Trump contro il presidente della Colombia: “Petro è un leader del narcotraffico”. E il Pentagono attacca ancora una presunta nave della droga
Dopo aver dato il via libera alla Cia per mettere in atto nuove operazioni sotto copertura in Venezuela, volte a destabilizzare il presidente Nicolás Maduro, Donald Trump continua ad allungare le mani degli Stati Uniti sul Sudamerica, e sulle sue riserve petrolifere. Il presidente Usa ha accusato l’omologo della Colombia, Gustavo Petro, di essere un leader del narcotraffico illegale che incoraggia fortemente la produzione massiccia di droga, in grandi e piccole piantagioni, in tutto il Paese”. E mentre il tycoon annunciava anche lo stop di tutti gli aiuti americani a Bogotà, il Pentagono effettuava un nuovo attacco contro una presunta nave della droga legata ad un gruppo di guerriglia colombiano.

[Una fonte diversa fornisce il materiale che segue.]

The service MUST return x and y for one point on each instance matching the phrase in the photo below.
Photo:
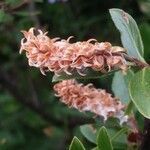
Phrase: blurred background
(31, 117)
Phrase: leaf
(139, 89)
(90, 74)
(119, 133)
(145, 32)
(76, 144)
(103, 140)
(130, 34)
(120, 85)
(88, 132)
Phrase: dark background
(31, 117)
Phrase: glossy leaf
(88, 132)
(139, 89)
(76, 144)
(103, 140)
(120, 85)
(130, 35)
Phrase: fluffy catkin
(88, 98)
(62, 56)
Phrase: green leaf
(120, 85)
(145, 32)
(76, 144)
(139, 89)
(90, 74)
(119, 133)
(103, 140)
(88, 132)
(130, 34)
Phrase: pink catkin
(61, 56)
(88, 98)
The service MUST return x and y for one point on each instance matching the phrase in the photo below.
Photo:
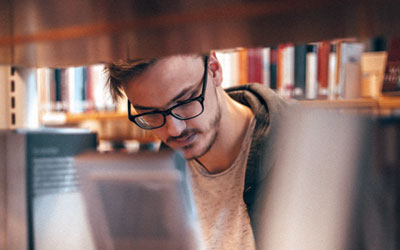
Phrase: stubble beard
(213, 128)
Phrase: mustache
(182, 135)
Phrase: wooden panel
(64, 33)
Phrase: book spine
(288, 70)
(7, 86)
(266, 59)
(350, 53)
(332, 80)
(323, 69)
(243, 66)
(280, 69)
(311, 72)
(273, 68)
(25, 99)
(300, 52)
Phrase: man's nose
(174, 126)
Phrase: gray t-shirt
(222, 213)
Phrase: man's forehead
(178, 62)
(167, 80)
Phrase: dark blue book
(43, 203)
(300, 52)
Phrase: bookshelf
(83, 33)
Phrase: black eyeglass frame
(166, 112)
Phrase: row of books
(74, 89)
(322, 70)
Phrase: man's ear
(215, 67)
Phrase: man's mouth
(183, 140)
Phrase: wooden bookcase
(73, 33)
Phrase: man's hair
(122, 72)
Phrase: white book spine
(288, 71)
(311, 75)
(266, 75)
(25, 110)
(5, 82)
(332, 83)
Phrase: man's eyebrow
(182, 93)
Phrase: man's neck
(231, 134)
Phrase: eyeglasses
(185, 110)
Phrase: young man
(223, 135)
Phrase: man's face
(169, 82)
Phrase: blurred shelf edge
(81, 33)
(62, 118)
(379, 103)
(110, 126)
(115, 126)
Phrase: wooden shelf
(59, 118)
(68, 33)
(386, 102)
(360, 103)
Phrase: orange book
(323, 68)
(280, 68)
(243, 66)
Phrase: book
(300, 51)
(5, 98)
(311, 71)
(44, 208)
(332, 73)
(255, 65)
(24, 99)
(266, 71)
(373, 70)
(347, 53)
(243, 65)
(324, 49)
(139, 201)
(391, 83)
(273, 68)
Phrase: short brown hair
(121, 72)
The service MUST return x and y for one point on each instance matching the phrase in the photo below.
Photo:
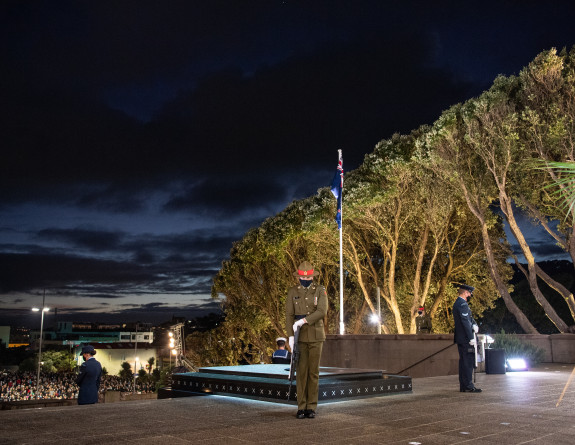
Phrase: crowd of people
(19, 386)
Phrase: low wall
(423, 355)
(107, 397)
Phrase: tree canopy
(424, 212)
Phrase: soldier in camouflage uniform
(306, 308)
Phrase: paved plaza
(514, 408)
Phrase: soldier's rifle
(294, 360)
(475, 349)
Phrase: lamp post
(44, 309)
(135, 358)
(174, 353)
(172, 350)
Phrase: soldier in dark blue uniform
(281, 355)
(465, 329)
(89, 378)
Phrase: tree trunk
(501, 287)
(532, 274)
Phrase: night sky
(141, 138)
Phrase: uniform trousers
(307, 374)
(466, 365)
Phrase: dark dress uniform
(89, 381)
(309, 303)
(281, 356)
(463, 335)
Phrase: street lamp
(135, 371)
(174, 353)
(44, 309)
(171, 344)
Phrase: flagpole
(337, 190)
(341, 325)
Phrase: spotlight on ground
(515, 364)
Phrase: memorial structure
(270, 383)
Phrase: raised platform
(270, 383)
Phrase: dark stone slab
(270, 383)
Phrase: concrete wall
(423, 355)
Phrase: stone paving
(514, 408)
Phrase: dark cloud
(92, 240)
(141, 138)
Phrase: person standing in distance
(281, 355)
(306, 307)
(422, 322)
(465, 329)
(89, 378)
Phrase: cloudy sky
(141, 138)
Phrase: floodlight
(515, 364)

Il presidente sudamericano è stato accusato da Washington di non intervenire “contro il più grande business” del suo Paese. Trump per questo ha annunciato che “i pagamenti e i sussidi su larga scala dagli Stati Uniti – che non sono altro che una truffa a lungo termine nei confronti dell’America – non saranno più effettuati”. Si tratta di centinaia di milioni di dollari in fumo per Bogotà che era già stata penalizzata dalla chiusura, da parte di questa amministrazione, di molti programmi di Usaid. Immediata la reazione di Petro: “Il principale nemico del narcotraffico in Colombia nel XXI secolo sono stato io, che ho scoperto le sue connessioni con il potere politico del Paese“, ha dichiarato su X. “Consiglio a Trump di informarsi meglio sulla Colombia, distinguendo tra narcos e politici democratici”, ha aggiunto, dopo aver sottolineato che sotto il suo governo “la crescita dei coltivazioni di coca è stata quasi azzerata”.

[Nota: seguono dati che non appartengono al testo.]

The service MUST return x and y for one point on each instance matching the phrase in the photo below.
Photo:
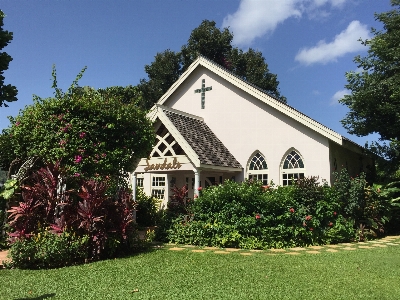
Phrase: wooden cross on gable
(203, 91)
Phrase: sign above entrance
(165, 165)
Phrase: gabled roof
(198, 141)
(255, 92)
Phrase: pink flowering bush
(89, 131)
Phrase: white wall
(245, 124)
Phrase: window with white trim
(158, 185)
(292, 168)
(258, 169)
(139, 181)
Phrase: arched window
(257, 168)
(292, 168)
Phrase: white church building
(212, 126)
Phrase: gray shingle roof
(203, 141)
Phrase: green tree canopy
(93, 133)
(8, 93)
(215, 44)
(374, 101)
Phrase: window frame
(292, 173)
(258, 174)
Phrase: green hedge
(248, 215)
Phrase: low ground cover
(165, 274)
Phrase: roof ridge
(266, 93)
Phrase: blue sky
(309, 44)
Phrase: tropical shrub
(249, 215)
(46, 209)
(91, 132)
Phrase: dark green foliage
(216, 45)
(374, 101)
(92, 133)
(248, 215)
(46, 250)
(146, 209)
(162, 73)
(8, 93)
(209, 41)
(87, 213)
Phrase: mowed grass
(164, 274)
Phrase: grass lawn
(164, 274)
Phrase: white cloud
(345, 42)
(256, 18)
(339, 95)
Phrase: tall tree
(162, 73)
(207, 40)
(252, 67)
(8, 93)
(374, 101)
(215, 44)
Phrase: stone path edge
(334, 248)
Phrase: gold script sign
(163, 166)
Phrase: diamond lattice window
(166, 145)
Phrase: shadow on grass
(45, 296)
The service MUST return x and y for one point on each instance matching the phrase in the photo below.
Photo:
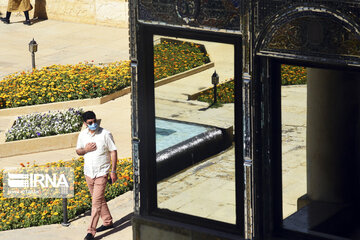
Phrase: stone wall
(102, 12)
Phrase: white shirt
(96, 163)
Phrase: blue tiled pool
(170, 133)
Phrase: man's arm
(89, 147)
(113, 174)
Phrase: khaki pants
(99, 206)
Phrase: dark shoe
(27, 22)
(103, 228)
(5, 20)
(89, 236)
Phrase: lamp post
(33, 49)
(215, 81)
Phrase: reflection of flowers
(175, 57)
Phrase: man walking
(97, 146)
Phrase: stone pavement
(61, 42)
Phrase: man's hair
(88, 115)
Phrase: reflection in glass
(320, 171)
(194, 142)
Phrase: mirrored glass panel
(194, 131)
(293, 121)
(219, 14)
(320, 153)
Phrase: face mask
(93, 126)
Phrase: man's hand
(113, 177)
(89, 147)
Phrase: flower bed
(45, 124)
(293, 75)
(290, 75)
(27, 212)
(59, 83)
(62, 83)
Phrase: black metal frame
(146, 133)
(266, 95)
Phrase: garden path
(115, 115)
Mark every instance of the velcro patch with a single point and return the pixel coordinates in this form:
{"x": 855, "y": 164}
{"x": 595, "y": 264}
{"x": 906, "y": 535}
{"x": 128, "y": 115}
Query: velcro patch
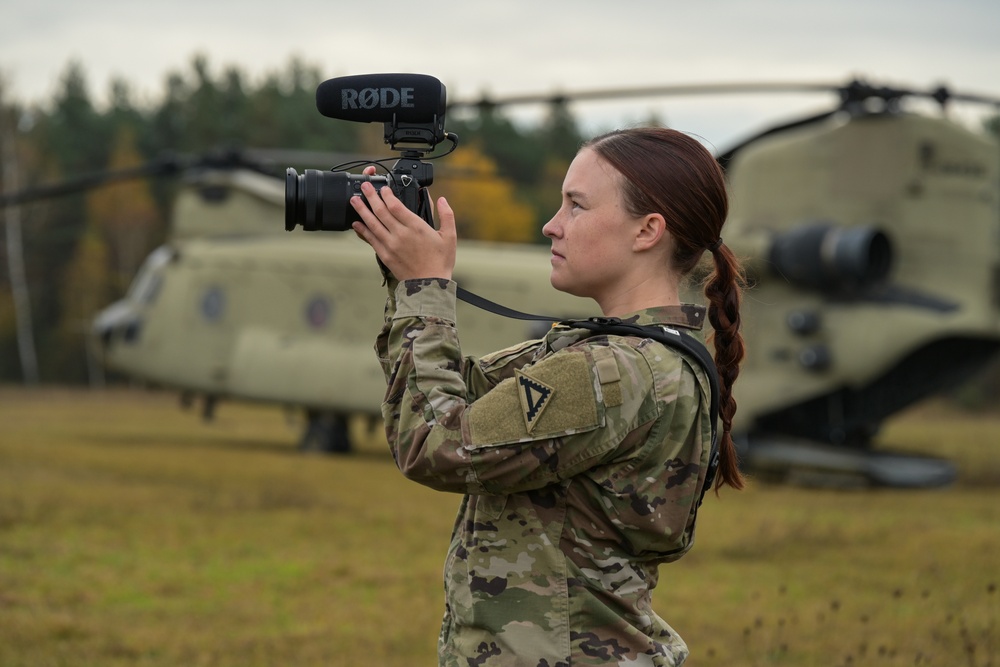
{"x": 535, "y": 397}
{"x": 552, "y": 398}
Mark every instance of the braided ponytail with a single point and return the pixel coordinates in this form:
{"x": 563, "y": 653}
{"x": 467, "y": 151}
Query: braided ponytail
{"x": 724, "y": 292}
{"x": 669, "y": 172}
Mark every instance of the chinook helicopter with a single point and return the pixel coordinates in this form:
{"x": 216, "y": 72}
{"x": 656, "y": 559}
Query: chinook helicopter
{"x": 871, "y": 236}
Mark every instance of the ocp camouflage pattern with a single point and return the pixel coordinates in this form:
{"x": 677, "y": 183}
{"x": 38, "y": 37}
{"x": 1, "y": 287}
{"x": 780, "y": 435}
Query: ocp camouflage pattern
{"x": 581, "y": 459}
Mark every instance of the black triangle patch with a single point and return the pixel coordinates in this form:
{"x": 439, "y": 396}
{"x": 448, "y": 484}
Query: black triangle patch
{"x": 534, "y": 396}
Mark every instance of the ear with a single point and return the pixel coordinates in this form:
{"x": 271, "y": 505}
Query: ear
{"x": 651, "y": 228}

Lo scontro a distanza tra Trump e Petro segna un nuovo capitolo nelle già tesissime relazioni tra Washington e la regione. Gli Usa hanno attivato un dispiegamento di forze navali militari composto da otto navi da guerra e un sottomarino, con a disposizione circa 10mila militari e team di assalto anfibio, posizionati a ridosso delle acque territoriali del Venezuela. D’altra parte, lo scontro tra Washington e Bogotà va avanti da mesi. A fine settembre, durante l’assemblea generale delle Nazioni Unite, il dipartimento di Stato americano ha annunciato che avrebbe revocato il visto a Petro per aver partecipato ad una protesta anti-Trump. E, più di recente, il presidente colombiano ha accusato gli Usa di aver violato la sovranità della Colombia e ucciso un uomo, Alejandro Carranza, non legato al traffico di droga in un attacco contro una nave il 16 settembre. Mentre due giorni fa il tycoon ha annunciato che avrebbe rimpatriato in Colombia ed Ecuador “due narcoterroristi” sopravvissuti ad una attacco degli Stati Uniti contro la loro nave.

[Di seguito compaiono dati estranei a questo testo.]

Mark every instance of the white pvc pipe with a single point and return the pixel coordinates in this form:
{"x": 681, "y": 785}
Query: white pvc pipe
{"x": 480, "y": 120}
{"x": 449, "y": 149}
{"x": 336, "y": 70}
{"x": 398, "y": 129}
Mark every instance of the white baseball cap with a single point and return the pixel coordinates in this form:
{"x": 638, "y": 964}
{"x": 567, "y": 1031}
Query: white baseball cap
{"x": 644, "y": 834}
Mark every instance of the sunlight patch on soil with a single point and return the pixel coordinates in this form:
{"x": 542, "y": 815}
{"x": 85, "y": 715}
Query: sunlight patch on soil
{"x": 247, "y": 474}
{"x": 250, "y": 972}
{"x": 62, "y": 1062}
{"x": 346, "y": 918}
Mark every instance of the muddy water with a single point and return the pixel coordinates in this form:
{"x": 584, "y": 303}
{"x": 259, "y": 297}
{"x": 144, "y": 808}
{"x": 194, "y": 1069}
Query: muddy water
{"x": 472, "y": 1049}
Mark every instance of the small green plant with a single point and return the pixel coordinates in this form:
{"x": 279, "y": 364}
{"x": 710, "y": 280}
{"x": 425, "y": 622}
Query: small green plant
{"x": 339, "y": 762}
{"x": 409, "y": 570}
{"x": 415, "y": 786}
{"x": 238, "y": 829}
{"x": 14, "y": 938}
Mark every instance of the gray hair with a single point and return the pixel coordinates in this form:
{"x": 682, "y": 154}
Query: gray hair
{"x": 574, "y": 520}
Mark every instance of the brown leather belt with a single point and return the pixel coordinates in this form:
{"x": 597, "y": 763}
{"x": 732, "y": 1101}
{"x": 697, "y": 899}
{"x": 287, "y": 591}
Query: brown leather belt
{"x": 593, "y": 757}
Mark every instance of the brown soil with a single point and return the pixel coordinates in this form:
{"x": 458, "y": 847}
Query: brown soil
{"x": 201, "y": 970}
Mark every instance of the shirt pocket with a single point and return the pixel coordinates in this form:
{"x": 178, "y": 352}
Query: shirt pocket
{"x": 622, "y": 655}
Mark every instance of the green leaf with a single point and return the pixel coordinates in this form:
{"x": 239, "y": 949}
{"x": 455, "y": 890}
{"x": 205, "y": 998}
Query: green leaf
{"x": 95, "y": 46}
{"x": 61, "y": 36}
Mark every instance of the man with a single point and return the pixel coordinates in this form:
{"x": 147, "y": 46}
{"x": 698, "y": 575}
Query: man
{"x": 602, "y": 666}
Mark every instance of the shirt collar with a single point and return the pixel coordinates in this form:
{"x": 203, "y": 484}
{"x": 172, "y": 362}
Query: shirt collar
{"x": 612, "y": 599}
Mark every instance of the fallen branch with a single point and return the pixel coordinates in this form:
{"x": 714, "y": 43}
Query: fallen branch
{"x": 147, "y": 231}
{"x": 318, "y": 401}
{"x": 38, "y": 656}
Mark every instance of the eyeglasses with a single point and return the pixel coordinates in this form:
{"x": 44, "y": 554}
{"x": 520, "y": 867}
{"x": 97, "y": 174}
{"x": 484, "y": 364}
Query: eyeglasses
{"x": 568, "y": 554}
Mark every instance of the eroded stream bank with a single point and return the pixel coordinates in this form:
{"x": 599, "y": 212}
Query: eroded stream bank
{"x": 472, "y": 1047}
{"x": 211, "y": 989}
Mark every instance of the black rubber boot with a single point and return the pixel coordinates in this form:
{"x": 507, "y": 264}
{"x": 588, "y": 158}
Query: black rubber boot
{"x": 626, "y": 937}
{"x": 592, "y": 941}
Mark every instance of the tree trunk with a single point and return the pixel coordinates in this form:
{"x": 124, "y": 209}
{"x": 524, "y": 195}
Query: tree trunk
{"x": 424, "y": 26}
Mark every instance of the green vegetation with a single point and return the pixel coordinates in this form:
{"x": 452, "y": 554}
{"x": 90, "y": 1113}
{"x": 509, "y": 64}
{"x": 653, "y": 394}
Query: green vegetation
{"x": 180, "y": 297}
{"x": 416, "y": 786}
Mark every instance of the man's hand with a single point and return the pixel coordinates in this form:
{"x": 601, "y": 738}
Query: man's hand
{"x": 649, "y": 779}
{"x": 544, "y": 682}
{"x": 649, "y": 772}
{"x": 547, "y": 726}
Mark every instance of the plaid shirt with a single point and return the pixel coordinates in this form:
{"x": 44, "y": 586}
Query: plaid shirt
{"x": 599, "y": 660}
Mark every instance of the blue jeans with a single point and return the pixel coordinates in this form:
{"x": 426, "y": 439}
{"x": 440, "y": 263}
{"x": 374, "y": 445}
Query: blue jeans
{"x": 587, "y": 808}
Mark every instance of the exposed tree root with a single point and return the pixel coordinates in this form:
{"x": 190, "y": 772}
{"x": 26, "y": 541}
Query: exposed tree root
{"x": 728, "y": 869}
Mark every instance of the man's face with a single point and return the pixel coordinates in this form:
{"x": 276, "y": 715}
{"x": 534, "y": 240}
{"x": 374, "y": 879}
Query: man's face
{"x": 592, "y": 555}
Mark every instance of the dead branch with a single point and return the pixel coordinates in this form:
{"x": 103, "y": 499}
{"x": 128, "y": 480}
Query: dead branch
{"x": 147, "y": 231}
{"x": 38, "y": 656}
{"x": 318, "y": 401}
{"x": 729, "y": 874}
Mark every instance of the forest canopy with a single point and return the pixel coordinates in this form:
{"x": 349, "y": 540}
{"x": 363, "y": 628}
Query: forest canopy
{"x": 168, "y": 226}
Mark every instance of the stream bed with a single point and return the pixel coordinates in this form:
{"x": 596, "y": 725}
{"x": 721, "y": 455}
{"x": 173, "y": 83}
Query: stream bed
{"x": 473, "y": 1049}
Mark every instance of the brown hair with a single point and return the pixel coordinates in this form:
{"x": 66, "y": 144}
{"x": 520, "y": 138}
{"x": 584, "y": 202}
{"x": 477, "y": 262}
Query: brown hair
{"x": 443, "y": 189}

Poche ore dopo che la Colombia ha denunciato un’invasione delle sue acque da parte degli Stati Uniti, inoltre, il capo del Pentagono ha annunciato un altro attacco contro una presunta imbarcazione adibita al traffico di droga e l’uccisione di tre “narcoterroristi”. In un post su X il segretario alla Difesa, Pete Hegseth, ha affermato che l’attacco, effettuato venerdì, ha preso di mira un’imbarcazione affiliata ai guerriglieri rivoluzionari colombiani dell’Esercito di liberazione nazionale (Eln), con il quale il presidente Petro ha interrotto i colloqui di pace a gennaio dopo una violenta incursione in Venezuela. Non c’è stata alcuna reazione immediata da parte del gruppo che ha sempre negato il coinvolgimento nel traffico di droga anche se le autorità locali segnalano regolarmente lo smantellamento di laboratori di cocaina e il sequestro di droga ritenuta appartenente alla guerriglia.